La experiencia, repetida y, en efecto, amarga, hacía tiempo que le había enseñado que cualquier acercamiento, si al principio rompe tan dulcemente la monotonía de la vida y se presenta como una deliciosa y ligera aventura, inevitablemente se convierte, para la gente decente y en especial para los moscovitas, lentos de reflejos e indecisos, en todo un problema, en algo extremadamente complicado, y a fin de cuentas la situación se hace insoportable. Pero en cada nuevo encuentro con una mujer interesante, esta conclusión parecía desvanecerse de su memoria, sentía nuevas ganas de vivir, y todo parecía tan sencillo y tan divertido.

De modo que, un atardecer que Gúrov comía en el parque, la dama de la boina se acercó lentamente con la intención de ocupar la mesa vecina. Su expresión, los andares, el vestido, el peinado le decían que la mujer pertenecía a un ambiente respetable, que estaba casada, que estaba en Yalta por primera vez y sola, y que se aburría... En las historias sobre las costumbres licenciosas del lugar había mucho de falso, Gúrov despreciaba estos rumores y sabía bien que, en la mayoría de los casos, los inventaban las personas que, si supieran cómo hacerlo, pecarían muy a gusto.
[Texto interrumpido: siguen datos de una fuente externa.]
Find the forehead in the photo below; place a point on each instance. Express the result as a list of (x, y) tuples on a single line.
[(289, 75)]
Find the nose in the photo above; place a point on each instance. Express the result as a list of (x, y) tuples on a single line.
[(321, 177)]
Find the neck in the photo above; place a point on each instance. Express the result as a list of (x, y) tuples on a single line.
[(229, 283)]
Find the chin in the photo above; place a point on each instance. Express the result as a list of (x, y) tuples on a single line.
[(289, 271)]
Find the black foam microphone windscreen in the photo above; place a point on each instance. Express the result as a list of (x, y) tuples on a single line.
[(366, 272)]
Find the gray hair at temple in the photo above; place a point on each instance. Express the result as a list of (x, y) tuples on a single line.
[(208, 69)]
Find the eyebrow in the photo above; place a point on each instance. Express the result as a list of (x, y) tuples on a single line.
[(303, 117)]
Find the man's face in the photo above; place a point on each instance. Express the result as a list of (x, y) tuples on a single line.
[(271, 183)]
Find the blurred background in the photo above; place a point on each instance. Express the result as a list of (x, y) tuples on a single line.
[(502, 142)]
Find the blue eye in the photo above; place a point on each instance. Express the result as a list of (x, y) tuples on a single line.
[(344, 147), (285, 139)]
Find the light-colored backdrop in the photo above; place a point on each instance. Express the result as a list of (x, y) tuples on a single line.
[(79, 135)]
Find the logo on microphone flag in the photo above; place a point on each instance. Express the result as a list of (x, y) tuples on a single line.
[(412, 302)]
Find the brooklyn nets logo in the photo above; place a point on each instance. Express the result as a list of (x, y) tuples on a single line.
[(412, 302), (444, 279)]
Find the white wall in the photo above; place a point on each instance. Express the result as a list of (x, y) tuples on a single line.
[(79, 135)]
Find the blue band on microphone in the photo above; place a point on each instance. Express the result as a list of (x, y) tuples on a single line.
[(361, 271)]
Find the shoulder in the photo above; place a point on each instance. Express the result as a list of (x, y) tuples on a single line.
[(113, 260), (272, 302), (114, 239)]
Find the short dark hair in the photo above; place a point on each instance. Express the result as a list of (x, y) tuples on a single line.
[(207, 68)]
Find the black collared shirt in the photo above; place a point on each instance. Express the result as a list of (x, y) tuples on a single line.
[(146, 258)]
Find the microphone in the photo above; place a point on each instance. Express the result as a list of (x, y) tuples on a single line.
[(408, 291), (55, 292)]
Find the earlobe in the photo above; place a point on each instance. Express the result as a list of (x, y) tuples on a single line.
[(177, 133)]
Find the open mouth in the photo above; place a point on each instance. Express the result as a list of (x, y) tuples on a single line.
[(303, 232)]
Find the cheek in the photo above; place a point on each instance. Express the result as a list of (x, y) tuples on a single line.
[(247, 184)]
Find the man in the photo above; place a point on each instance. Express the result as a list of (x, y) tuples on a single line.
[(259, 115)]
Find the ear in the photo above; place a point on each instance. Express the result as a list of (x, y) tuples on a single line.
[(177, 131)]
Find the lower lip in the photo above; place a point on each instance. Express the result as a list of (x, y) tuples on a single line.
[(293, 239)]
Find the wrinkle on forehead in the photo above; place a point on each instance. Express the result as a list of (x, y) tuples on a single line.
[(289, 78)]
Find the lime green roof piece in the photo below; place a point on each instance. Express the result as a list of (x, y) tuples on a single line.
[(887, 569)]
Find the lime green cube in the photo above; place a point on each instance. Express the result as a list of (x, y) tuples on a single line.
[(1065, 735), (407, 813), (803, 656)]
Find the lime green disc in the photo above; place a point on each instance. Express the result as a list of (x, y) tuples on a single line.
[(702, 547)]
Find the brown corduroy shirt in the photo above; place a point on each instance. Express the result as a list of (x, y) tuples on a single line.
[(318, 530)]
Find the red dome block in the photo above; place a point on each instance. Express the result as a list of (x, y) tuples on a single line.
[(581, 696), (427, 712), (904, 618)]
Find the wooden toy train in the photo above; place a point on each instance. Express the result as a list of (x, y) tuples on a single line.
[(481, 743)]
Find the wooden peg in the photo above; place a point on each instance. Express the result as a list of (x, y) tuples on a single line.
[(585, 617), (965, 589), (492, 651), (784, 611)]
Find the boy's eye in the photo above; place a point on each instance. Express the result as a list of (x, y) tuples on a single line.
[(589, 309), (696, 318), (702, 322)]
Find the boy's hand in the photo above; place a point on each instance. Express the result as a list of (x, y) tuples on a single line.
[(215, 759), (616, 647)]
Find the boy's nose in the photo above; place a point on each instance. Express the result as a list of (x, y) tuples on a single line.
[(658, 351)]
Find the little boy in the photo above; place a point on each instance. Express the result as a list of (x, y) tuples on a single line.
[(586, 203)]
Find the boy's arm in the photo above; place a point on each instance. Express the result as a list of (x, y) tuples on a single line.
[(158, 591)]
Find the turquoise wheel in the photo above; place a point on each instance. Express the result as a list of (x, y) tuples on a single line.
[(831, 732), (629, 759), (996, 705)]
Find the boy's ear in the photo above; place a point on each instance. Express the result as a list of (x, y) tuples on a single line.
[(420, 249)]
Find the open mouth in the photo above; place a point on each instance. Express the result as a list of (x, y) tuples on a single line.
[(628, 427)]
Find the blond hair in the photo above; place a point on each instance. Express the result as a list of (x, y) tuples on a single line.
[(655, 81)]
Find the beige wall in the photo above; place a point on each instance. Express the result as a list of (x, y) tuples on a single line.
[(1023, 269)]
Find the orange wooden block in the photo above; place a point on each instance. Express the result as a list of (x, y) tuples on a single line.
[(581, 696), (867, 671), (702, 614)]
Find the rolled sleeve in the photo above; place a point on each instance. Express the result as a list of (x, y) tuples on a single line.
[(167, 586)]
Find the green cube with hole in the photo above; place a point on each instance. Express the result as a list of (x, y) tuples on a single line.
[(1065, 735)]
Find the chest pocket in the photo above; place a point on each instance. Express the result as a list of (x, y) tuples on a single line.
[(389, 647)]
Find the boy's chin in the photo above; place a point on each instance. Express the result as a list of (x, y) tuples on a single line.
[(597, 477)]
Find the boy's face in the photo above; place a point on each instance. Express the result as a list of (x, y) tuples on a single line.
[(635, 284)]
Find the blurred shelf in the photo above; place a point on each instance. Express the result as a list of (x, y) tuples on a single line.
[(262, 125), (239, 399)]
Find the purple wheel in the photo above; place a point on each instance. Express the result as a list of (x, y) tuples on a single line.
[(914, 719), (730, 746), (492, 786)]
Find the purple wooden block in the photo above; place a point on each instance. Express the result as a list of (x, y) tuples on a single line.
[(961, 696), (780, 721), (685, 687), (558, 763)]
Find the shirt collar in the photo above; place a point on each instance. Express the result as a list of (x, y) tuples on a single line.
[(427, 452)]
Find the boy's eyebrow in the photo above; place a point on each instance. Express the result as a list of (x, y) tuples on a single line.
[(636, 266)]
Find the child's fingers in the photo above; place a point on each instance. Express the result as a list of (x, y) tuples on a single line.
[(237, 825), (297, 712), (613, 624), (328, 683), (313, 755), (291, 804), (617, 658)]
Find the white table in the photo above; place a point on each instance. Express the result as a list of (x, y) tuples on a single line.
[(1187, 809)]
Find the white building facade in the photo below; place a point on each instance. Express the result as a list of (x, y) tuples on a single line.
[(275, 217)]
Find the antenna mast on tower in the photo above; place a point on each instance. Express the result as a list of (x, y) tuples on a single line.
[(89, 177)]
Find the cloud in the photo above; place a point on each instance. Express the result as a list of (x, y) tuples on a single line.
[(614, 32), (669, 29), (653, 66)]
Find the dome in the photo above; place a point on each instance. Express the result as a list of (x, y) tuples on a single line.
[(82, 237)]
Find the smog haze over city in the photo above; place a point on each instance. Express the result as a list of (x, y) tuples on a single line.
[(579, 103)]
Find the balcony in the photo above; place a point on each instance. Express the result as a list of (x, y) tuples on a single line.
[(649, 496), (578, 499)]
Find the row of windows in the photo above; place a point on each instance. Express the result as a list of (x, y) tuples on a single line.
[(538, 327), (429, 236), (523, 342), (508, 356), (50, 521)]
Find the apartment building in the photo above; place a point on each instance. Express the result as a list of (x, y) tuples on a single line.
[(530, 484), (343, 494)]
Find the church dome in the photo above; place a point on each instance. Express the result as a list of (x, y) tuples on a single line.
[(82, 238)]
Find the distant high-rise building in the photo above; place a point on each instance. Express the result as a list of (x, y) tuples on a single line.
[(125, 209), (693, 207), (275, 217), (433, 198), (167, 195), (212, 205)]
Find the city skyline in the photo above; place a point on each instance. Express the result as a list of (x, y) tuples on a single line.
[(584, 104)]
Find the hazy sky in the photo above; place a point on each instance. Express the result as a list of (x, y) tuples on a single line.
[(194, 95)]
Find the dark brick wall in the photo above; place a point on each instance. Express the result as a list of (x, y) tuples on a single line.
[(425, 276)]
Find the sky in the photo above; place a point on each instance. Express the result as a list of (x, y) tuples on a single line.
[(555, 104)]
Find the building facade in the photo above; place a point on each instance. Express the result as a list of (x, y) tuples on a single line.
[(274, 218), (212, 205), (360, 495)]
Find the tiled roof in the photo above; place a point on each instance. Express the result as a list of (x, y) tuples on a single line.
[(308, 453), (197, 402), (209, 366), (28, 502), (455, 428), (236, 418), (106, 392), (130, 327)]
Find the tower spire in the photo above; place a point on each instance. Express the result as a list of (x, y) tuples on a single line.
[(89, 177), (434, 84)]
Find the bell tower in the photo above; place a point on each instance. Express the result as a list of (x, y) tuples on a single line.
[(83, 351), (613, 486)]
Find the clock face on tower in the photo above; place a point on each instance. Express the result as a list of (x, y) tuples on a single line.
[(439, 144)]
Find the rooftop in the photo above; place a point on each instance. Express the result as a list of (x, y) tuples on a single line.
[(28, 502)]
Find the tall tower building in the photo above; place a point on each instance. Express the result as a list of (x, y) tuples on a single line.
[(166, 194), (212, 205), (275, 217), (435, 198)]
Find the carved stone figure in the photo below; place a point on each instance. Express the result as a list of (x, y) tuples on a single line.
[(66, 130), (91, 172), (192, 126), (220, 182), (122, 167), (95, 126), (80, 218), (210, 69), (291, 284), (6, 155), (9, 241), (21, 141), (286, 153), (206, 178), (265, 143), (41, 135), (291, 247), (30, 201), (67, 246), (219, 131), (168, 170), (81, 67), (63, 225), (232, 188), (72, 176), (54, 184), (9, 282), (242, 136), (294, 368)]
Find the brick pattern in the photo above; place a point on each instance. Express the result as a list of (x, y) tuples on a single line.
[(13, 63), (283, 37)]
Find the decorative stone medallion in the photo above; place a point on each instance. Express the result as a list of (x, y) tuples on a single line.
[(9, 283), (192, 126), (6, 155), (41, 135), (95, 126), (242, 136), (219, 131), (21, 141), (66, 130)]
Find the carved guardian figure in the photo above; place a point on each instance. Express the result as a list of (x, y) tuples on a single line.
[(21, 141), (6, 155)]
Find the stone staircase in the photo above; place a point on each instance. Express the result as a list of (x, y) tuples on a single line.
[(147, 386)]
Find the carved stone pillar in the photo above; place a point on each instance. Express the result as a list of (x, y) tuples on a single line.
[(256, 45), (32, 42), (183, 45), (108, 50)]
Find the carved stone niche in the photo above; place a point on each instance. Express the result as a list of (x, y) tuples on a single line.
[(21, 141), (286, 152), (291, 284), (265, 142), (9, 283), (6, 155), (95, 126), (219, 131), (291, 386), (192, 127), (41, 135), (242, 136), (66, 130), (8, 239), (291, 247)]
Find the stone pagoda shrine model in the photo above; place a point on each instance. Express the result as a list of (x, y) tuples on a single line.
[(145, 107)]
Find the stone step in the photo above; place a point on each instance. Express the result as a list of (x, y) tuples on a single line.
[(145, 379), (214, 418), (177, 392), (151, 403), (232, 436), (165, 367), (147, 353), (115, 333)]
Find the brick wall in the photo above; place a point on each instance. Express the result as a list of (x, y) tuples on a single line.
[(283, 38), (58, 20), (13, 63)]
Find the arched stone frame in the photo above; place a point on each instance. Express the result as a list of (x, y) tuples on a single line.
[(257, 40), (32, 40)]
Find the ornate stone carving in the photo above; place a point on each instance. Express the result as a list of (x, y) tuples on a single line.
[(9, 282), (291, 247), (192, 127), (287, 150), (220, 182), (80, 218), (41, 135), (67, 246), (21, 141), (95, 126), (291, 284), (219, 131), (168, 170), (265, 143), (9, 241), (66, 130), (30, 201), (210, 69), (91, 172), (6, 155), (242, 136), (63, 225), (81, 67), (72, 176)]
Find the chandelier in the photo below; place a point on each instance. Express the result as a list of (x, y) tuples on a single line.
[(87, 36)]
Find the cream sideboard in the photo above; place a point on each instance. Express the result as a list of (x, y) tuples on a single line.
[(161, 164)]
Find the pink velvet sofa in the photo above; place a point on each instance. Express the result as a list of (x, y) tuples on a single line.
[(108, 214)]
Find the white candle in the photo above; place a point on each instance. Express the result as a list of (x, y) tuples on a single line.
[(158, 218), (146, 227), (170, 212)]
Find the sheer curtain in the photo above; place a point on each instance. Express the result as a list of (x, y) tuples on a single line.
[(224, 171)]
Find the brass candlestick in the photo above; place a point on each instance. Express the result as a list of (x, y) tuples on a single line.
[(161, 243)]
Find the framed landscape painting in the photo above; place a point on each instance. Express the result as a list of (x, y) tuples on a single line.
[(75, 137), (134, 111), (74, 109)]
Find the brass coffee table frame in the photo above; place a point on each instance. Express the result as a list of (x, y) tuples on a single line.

Pero cuando la dama se sentó en la mesa vecina, a tres pasos de él, recordó todas esas historias sobre las victorias fáciles, las excursiones a la montaña y, de pronto, se sintió dominado por la tentadora idea de una aventura rápida y fugaz, de un romance así, con una desconocida de la que se ignora nombre y apellido.

Llamó con gesto cariñoso al lulú y, cuando el perro se acercó, lo amenazó con el dedo. El lulú lanzó un gruñido. Gúrov lo amenazó de nuevo.

La dama lo miró y al instante bajó la mirada.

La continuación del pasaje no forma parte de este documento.